Presently Archeologists are uncovering the secrets of the genius Edvard Munch as they sift through the earth at Nedre Ramme the Symbolist painter’s summer home in southern Norway. This is a unique excursion for archeologists led by Petter Olsen a billionaire, whose family was once Munch´s neighbors, as they have never before been asked to investigate the ruins of an artist´s house. So far, “everything” ranges from one of Munch’s palette knives to barbed wire dating from the Nazi occupation giving unprecedented insight into the man behind the painting.
The property is to be restored to its former glory by renovating his pier-side studio, and reestablish plants and farm animals once kept here, as part of the 150th anniversary celebrations of Munch’s birth. It is an attempt to overturn the cliché of a symbolist steeped in Scandinavian gloom for a vision of Munch as an avatar of modernism. Visitors will be able to immerse themselves in Munch’s environment, as the museum will include an exclusive hotel. The discovered treasures are said to be going on display in a temporary gallery on the site with future plans of constructing part of the exhibition ¨Edvard Munch Returns to Ramme: 100 years after taking Berlin¨. This exhibition will re-create a 1913 exhibition Munch’s paintings in Berlin opening September 23rd 2013.
Edvard Munch (1863-1944) is widely thought to have done his best work between 1892 and 1908, while he ambled between Norway, Paris and Berlin. During this time he was fortunate enough to absorb the latest conception of styles, like Impressionism, and along with aiding the founding of French Symbolism and German Expressionism.
Munch was just reaching 30 when he first painted his identifiable and emblematic The Scream in 1893. He lived to the age of 80. An exhibition of his 20th-century output, Edvard Munch: The Modern Eye, has reached London’s Tate Modern on the heels of Sotheby’s sale in May of one of the four Scream paintings for $120 million—an auction record for an art work.
Munch was a depressed and alcoholic when he sought the peace of the countryside in 1910, and the impact on his art was immediate and far-reaching, says art historian Ina Johannesen. “Munch is called the modern master of the soul, but this is where he turned from the inside to the outside, looking for the first time at the landscape, at the light.
Munch was born further north of Oslo in Loten, he was a baby when his family moved to the capital in 1864, and 5 years old when his mother died of tuberculosis.
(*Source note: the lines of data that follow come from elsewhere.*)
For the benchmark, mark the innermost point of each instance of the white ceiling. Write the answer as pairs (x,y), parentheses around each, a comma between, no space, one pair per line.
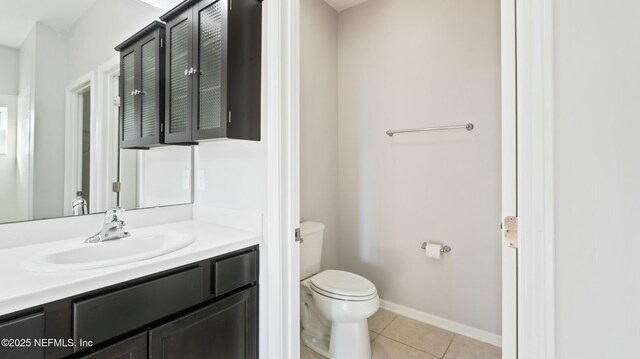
(340,5)
(17,17)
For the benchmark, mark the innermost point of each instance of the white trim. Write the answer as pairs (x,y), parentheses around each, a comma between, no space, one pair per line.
(536,267)
(279,337)
(73,128)
(458,328)
(509,177)
(105,137)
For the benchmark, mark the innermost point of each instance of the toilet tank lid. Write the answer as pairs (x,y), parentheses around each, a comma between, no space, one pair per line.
(311,227)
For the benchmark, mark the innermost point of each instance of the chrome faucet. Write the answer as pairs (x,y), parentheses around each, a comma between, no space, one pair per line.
(112,228)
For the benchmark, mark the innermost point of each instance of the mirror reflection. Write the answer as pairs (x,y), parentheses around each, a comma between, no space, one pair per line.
(59,78)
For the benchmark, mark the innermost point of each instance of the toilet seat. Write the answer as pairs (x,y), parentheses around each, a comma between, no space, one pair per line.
(342,285)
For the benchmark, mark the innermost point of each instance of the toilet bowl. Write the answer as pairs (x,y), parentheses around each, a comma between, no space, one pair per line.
(335,305)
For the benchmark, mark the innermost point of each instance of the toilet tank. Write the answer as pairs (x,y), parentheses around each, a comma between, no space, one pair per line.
(311,248)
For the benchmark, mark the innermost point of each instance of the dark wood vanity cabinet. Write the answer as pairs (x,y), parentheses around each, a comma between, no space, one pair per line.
(207,309)
(130,348)
(142,88)
(213,70)
(221,330)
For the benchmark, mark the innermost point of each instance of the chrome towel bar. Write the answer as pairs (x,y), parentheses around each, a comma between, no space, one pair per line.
(445,249)
(468,127)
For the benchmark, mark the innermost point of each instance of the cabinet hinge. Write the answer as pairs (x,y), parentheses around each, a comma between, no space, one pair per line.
(297,236)
(510,229)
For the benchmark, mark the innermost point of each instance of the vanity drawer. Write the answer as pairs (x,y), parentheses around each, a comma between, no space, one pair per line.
(232,273)
(21,333)
(109,315)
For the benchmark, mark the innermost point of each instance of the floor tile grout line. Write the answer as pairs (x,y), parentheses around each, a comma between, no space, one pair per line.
(449,346)
(391,321)
(418,349)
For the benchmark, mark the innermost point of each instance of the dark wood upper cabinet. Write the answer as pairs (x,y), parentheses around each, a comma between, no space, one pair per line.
(213,70)
(142,62)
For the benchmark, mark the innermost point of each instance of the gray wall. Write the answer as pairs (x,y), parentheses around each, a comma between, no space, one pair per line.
(49,109)
(106,24)
(416,63)
(319,122)
(597,173)
(9,65)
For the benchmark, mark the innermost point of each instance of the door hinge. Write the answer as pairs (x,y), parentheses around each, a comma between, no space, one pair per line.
(510,229)
(297,236)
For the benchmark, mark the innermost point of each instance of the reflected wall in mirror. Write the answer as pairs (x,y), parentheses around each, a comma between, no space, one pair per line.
(59,78)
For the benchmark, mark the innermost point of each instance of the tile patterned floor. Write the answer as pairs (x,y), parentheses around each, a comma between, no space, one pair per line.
(397,337)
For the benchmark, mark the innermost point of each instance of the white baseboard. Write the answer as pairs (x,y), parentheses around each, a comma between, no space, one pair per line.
(462,329)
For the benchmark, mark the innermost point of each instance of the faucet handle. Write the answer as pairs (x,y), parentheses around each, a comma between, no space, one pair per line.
(113,214)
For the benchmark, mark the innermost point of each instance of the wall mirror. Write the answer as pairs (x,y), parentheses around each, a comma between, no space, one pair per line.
(59,152)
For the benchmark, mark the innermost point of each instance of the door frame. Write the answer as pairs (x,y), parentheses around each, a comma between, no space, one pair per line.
(509,177)
(73,143)
(535,126)
(279,336)
(106,136)
(529,104)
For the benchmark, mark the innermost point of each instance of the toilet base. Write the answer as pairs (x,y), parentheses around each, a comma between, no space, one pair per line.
(350,340)
(319,346)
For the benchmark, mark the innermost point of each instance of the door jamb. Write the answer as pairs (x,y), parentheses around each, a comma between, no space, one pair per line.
(536,232)
(280,336)
(73,147)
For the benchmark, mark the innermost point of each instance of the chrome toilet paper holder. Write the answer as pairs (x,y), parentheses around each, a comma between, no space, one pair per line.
(443,250)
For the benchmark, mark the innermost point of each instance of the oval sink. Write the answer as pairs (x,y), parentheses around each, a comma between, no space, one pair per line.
(79,256)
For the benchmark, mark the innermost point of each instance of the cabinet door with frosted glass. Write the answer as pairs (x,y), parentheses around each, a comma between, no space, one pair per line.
(210,61)
(180,72)
(141,85)
(150,71)
(128,99)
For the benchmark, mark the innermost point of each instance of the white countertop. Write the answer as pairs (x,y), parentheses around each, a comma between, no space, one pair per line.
(22,289)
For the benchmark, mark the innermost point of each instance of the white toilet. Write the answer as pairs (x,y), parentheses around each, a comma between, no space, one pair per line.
(334,304)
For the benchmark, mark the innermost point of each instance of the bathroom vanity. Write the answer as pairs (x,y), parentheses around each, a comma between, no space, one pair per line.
(200,301)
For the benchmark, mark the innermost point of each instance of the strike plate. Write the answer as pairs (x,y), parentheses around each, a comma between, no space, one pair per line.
(510,228)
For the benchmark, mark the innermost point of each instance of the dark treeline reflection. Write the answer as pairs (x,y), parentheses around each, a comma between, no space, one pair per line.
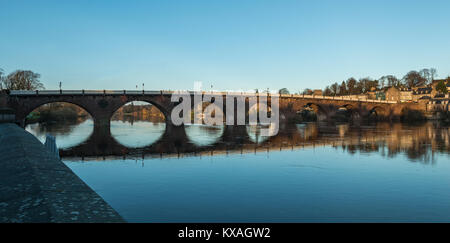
(417,142)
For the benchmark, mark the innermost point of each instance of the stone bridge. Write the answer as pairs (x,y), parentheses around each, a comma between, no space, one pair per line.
(101,105)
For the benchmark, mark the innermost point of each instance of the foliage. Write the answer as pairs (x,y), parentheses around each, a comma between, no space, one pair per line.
(441,87)
(283,91)
(21,80)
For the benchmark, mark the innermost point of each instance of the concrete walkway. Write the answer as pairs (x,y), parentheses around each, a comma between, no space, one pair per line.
(35,186)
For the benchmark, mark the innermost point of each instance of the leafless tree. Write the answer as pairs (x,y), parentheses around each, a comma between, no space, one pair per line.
(22,80)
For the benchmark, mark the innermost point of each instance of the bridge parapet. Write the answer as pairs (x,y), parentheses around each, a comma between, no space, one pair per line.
(167,92)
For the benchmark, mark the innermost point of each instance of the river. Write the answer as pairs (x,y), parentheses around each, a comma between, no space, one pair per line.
(310,172)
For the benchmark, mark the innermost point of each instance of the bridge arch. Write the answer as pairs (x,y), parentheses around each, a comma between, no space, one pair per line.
(140,118)
(28,108)
(319,110)
(352,110)
(69,123)
(377,112)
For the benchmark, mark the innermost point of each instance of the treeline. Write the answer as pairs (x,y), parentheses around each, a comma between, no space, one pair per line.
(20,80)
(353,86)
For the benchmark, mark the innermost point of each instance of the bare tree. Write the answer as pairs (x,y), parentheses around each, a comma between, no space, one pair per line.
(1,79)
(413,79)
(327,91)
(22,80)
(433,73)
(342,88)
(283,91)
(307,91)
(334,88)
(351,85)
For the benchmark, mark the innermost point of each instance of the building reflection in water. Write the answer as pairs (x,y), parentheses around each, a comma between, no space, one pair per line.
(417,143)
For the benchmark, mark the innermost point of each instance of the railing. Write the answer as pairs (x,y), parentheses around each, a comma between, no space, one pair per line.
(163,92)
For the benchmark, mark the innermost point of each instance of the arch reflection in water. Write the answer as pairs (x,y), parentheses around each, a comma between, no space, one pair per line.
(67,134)
(255,134)
(137,134)
(308,130)
(137,124)
(203,135)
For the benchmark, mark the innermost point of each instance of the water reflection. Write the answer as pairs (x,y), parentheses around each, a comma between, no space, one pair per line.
(203,135)
(68,134)
(418,143)
(149,132)
(255,134)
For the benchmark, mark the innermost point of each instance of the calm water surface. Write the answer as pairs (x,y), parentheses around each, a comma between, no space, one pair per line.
(324,173)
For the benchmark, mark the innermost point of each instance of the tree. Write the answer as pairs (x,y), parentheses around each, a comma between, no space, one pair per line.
(433,73)
(307,91)
(334,88)
(441,87)
(414,79)
(342,89)
(22,80)
(283,91)
(327,91)
(366,84)
(390,80)
(351,86)
(1,79)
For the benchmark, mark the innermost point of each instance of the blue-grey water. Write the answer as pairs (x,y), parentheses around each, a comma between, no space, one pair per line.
(336,173)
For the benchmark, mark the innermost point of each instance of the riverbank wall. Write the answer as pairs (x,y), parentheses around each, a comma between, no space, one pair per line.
(35,186)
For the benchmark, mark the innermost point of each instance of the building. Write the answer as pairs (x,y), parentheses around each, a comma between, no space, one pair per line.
(423,92)
(399,94)
(317,92)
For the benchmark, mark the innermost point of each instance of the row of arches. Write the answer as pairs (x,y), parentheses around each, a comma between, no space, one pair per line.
(73,125)
(347,112)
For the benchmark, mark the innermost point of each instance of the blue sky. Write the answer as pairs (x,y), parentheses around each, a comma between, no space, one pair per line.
(230,44)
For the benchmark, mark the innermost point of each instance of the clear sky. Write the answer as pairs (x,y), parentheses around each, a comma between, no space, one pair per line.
(243,44)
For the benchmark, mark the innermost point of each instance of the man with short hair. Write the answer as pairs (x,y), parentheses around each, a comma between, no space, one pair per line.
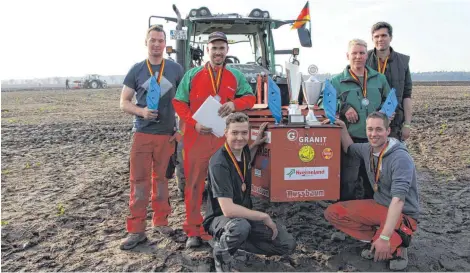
(153,139)
(389,220)
(395,67)
(229,216)
(230,88)
(360,90)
His paintings were finally recognized at the age of 40 when he sold his first. Norway’s leading newspaper, Aftenposten, reviled his work as the “hallucinations of a sick mind”—a lacerating gibe since Munch’s sister Laura had schizophrenia.
After his short stays between Paris and Berlin he retreated to rustic studios around the Oslofjord. Recovering in a Copenhagen psychiatric clinic in 1908, he blamed the “town of enemies” for a breakdown fueled by alcoholism. When Munch died he bequeathed all his works to the city of Oslo.